Side impact events in vehicles have been identified as one of the top priorities for both research and regulation with government requirements continuing to become more stringent. Continued development and progress in side impact systems has significant real world benefit. Current systems primarily use airbags and static door bolsters to promote early occupant contact and to limit forces transmitted to the occupant. Early engagement of the pelvis has been shown to be an effective side impact strategy. Traditional pelvic side impact airbags design for this purpose have limitations in achieving optimal stiffness, coverage and positioning due to challenges associated with deployment in very narrow spaces (<3-4 inches) and within extreme timing constraints (<5-10 ms). Conversely, static pelvic door bolsters are limited in their effectiveness to provide early engagement of the pelvis because they rely on door intrusion to bring the surface of the bolster in contact with the pelvis.
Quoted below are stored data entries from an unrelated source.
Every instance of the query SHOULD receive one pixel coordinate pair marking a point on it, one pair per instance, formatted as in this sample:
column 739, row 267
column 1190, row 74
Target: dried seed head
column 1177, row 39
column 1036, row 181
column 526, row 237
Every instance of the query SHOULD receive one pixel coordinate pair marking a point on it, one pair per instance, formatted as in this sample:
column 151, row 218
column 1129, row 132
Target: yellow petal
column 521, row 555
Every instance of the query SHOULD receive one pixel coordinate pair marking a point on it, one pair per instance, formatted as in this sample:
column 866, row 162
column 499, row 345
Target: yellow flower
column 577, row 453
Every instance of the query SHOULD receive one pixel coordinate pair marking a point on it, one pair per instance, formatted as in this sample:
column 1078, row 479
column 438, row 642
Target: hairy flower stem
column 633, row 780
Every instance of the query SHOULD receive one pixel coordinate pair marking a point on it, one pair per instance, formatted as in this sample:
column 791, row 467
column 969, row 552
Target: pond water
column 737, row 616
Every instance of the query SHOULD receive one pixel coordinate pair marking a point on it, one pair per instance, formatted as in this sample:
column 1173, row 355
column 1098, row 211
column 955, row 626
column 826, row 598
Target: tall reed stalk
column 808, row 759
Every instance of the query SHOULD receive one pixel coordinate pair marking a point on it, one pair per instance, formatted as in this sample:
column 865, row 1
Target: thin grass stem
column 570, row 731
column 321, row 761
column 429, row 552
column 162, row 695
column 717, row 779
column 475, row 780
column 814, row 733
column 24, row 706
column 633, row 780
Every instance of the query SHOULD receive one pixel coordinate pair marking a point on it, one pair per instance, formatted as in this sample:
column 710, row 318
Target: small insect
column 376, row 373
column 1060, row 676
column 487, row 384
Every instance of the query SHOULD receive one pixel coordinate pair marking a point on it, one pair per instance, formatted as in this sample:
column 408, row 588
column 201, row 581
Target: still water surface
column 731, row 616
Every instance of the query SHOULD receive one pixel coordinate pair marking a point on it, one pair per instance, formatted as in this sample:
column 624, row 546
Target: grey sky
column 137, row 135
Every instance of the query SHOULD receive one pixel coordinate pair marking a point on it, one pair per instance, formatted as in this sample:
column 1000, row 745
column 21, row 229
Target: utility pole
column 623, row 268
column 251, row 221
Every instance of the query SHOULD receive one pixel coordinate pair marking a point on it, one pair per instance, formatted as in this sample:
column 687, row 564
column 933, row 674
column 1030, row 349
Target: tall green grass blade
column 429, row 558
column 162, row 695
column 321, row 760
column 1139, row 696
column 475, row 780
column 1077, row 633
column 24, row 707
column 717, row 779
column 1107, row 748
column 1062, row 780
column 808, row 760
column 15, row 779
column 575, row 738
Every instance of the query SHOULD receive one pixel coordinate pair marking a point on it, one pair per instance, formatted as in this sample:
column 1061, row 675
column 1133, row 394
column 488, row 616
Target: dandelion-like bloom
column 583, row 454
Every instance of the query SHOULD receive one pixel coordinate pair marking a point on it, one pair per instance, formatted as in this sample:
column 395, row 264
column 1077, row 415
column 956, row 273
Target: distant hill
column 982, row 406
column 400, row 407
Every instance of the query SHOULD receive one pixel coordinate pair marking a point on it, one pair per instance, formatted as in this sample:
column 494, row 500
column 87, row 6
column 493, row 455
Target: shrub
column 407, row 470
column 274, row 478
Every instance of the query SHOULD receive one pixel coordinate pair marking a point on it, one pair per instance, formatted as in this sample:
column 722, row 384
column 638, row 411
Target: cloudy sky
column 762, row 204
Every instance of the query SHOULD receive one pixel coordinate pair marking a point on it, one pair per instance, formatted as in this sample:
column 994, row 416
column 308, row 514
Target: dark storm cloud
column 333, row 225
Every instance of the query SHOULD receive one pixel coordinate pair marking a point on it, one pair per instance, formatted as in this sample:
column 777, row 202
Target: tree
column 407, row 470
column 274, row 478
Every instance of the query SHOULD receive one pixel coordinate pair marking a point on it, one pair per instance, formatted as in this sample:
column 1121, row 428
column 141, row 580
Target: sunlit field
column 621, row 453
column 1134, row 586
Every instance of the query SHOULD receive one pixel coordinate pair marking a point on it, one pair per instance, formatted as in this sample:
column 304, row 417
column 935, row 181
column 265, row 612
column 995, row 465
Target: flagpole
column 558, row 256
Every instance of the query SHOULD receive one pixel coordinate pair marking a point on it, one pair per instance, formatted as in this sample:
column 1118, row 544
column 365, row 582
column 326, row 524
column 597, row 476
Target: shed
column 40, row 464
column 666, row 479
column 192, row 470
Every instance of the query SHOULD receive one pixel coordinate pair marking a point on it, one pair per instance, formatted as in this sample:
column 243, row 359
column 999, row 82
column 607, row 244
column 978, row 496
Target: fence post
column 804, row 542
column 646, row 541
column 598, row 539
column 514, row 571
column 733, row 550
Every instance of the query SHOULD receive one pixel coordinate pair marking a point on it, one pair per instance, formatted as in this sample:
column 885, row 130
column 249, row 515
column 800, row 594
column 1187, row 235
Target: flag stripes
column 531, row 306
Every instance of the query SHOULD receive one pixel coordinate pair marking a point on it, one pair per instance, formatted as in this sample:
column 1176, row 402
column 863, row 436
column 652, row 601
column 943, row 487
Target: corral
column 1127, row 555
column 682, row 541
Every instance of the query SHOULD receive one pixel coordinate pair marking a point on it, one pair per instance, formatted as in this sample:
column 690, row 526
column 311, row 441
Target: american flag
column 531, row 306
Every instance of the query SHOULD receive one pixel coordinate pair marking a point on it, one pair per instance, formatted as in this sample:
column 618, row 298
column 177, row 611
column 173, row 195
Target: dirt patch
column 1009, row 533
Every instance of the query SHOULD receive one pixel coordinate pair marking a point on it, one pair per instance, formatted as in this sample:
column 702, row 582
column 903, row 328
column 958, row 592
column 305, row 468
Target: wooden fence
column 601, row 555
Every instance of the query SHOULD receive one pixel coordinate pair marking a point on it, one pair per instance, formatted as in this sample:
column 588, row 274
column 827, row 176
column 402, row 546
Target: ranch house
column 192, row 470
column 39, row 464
The introduction of pre-crash sensor systems poses opportunities for improvement in the deployment of traditional side airbags. However, in order to take full advantage of the additional time afforded by pre-crash sensors, a decision to deploy may need to be made with less than 100% confidence of an event. In this situation, traditional airbags again have limitations as they are not reversible or resettable in the event they are deployed pre-crash for an impact that does not actually occur.
Accordingly, as in so many areas of vehicle technology, there is room in the art of pelvic bolster design for an alternative configuration to known pelvic bolster structures which provides effective protection that can be adapted to a variety of shapes while maintaining relatively low manufacturing and assembly costs.